Deja su vaso, ya vacío, sobre el mueble bar y me agarra bruscamente del pelo. Tengo que dejarle que me coloque de forma tal que, desde mi espalda, puede restregar sus genitales contra mi culo y en esto se entretiene por un rato. Después me incorpora y cambia su movimiento, todavía sin llegar a penetrarme, y comienza a entreabrir y repasar con su glande mis dos orificios. Está muy cachondo y manteniéndose a mi espalda, abarcando con sus dos brazos mis pechos hacia sí. Consigue sostenerme erguida lo suficiente como para mantenerse excitado. Me lame continuamente una de mis orejas mientras se restriega contra mí, yo quisiera que se corriera pero no va a hacerlo. Es ahí, al girarme y tenerme de frente, cuando me dice que vamos a pasar a la sala contigua porque estaremos más cómodos.

En esta sala ni siquiera se molesta en encender la luz. Quizá no hay, y la que llega del salón lo hace en un tono opaco rojo muerto al que no le encuentro el gusto. Esta sala no es muy amplia, no tiene ventana exterior ninguna, ni ventana tampoco. Localizo dos, tres rejillas de ventilación a lo ancho y largo del techo. Camina detrás de mi y trae mi sujetador en la mano. Suelta éste sobre la camilla, el único mobiliario de esta sala junto con la silla. Ni que decir tiene que la silla, obviamente, es también roja. Me pide que tome asiento en la camilla y cuando hago amago de ahora ya sí descalzarme me ordena, de nuevo, que no lo haga. Ni por favor ni cojones, vuelve a agarrarme bruscamente del pelo.

-¡ya te he dicho que me gustas con tacones!- se excita- ahora vas a chuparme la polla unos minutos por tu intento de desobedecer-

Hemos apalabrado anteriormente dos vías de escape para cuando yo me niegue a ejecutar ciertas peticiones. Pues bien, hago uso de la primera y, mientras percibo su lengua caliente enredando la mía, pienso en que cuando vaya a comprar pasta de dientes no he de olvidarme de comprar también la mascarilla, que el miércoles llegué a casa sin ella. Pretende amarrarme, haciendo uso de mi sujetador rojo, a la cabecera de la camilla y entonces hago uso de la segunda vía de escape. Entiendo que hubiera sido necesario apalabrar con él una tercera vía cuando, al momento, le tengo de nuevo en mi espalda dándome verdaderas cachetadas en el culo. Maldito hijo de puta, pienso, va a salirme cara la puta tarde.

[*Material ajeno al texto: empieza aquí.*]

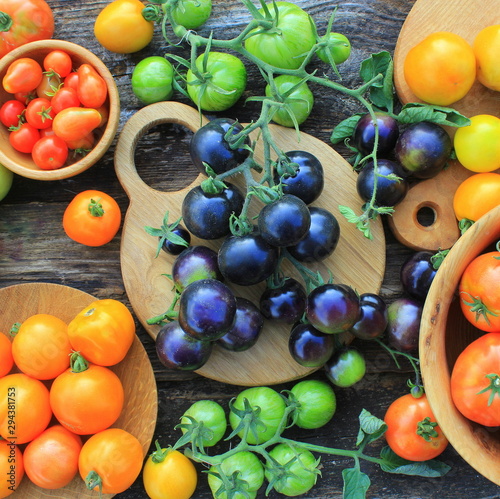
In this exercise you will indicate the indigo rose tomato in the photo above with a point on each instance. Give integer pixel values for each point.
(209, 145)
(245, 331)
(207, 309)
(423, 149)
(389, 182)
(320, 240)
(287, 42)
(248, 259)
(178, 350)
(225, 79)
(207, 215)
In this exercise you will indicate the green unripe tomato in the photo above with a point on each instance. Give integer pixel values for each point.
(152, 80)
(339, 47)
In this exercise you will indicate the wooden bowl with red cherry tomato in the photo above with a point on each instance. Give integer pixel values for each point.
(455, 345)
(68, 120)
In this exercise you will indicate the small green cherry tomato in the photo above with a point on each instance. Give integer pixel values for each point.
(297, 98)
(317, 403)
(339, 47)
(224, 78)
(213, 417)
(152, 80)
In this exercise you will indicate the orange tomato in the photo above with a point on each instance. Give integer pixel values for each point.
(486, 48)
(441, 68)
(103, 332)
(6, 359)
(11, 467)
(92, 218)
(51, 459)
(41, 347)
(86, 398)
(111, 460)
(24, 407)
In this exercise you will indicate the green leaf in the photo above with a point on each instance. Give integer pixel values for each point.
(395, 464)
(356, 483)
(414, 112)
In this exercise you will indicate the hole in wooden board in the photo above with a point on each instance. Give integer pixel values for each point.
(162, 157)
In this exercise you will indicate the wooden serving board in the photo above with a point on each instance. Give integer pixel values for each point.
(357, 260)
(465, 18)
(19, 302)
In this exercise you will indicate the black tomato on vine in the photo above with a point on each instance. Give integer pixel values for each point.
(209, 146)
(320, 240)
(207, 309)
(207, 215)
(285, 303)
(284, 222)
(178, 350)
(308, 181)
(247, 259)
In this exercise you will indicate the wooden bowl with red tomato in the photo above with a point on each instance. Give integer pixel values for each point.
(73, 125)
(445, 333)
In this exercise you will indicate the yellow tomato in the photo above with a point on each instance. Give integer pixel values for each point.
(441, 69)
(487, 50)
(121, 28)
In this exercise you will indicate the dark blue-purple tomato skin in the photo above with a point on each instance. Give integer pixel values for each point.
(332, 308)
(310, 347)
(207, 309)
(247, 260)
(320, 240)
(372, 320)
(177, 249)
(194, 263)
(285, 221)
(417, 274)
(364, 133)
(208, 145)
(178, 350)
(207, 215)
(285, 303)
(423, 149)
(403, 324)
(389, 191)
(246, 329)
(308, 181)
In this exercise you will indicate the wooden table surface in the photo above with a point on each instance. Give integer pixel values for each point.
(34, 248)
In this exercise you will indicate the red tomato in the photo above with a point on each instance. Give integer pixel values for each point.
(39, 113)
(24, 137)
(74, 123)
(479, 291)
(11, 467)
(86, 398)
(92, 218)
(50, 153)
(10, 112)
(111, 460)
(31, 20)
(23, 75)
(475, 380)
(51, 459)
(92, 88)
(412, 432)
(24, 407)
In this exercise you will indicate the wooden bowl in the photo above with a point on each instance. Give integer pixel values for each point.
(141, 400)
(22, 163)
(444, 333)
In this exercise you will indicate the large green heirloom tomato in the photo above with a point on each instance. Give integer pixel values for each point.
(224, 78)
(152, 80)
(286, 45)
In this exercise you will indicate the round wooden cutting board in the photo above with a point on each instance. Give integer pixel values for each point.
(21, 301)
(357, 260)
(465, 18)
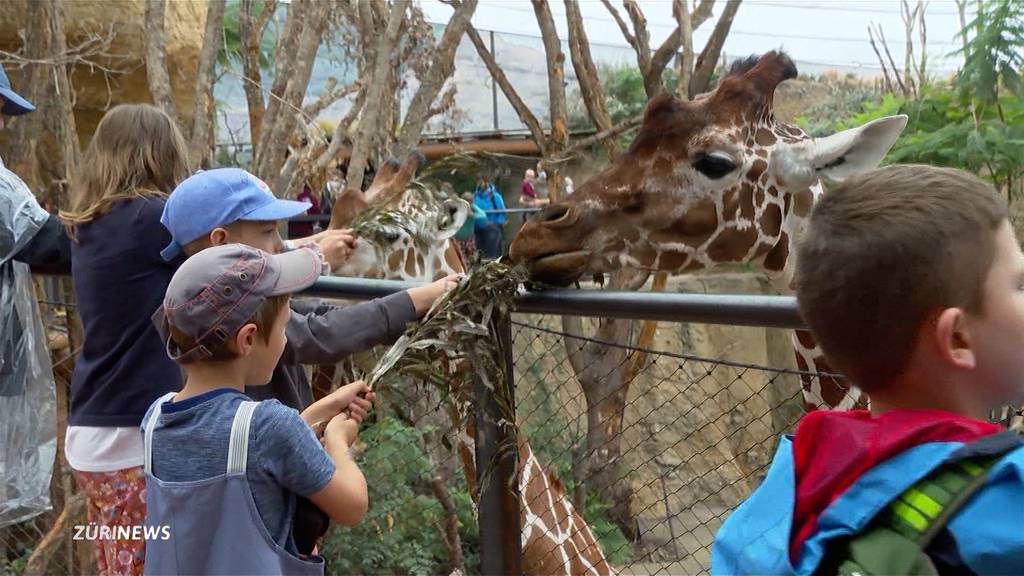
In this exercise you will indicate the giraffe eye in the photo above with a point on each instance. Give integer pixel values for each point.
(714, 165)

-estás muy callada, guapa, ¿no te gusta?
-sí, sí me gusta

No entiendo por qué ese empeño en atarme a la cabecera de la camilla, le retiro su brazo intencionado una vez, dos veces. Al tercer intento lo consigue, inmovilizando con el puto sujetador rojo mi brazo izquierdo. Me coloca totalmente extendida sobre la camilla y pretende colocarse encima, le pido que me suelte pero no lo hace. Se coloca y cuando me suelta el brazo derecho en su intención de penetrarme yo, muy sutilmente, deslizo una horquilla de mi pelo entre los dedos de mi mano y, según le siento dentro, le clavo la horquilla en las pelotas, una vez, dos veces. Me mira, con los ojos tremendamente abiertos, mientras aguanta el grito y yo interpongo el rojo sangre de mi mano entre su cara y la mía, incorporándome.

Mientras él se encoje y se echa sobre la camilla amenazando con matarme a mi y a toda mi familia, yo soy consciente del primer párrafo y corro hasta el salón, recojo mi ropa del suelo, me visto atropelladamente, y me largo por el mismo sitio por el que entré. A la chica, ya desde el jardín, la ordeno a través del interfono que me abra la puta puerta o llamaré a la policía y lo hace de inmediato.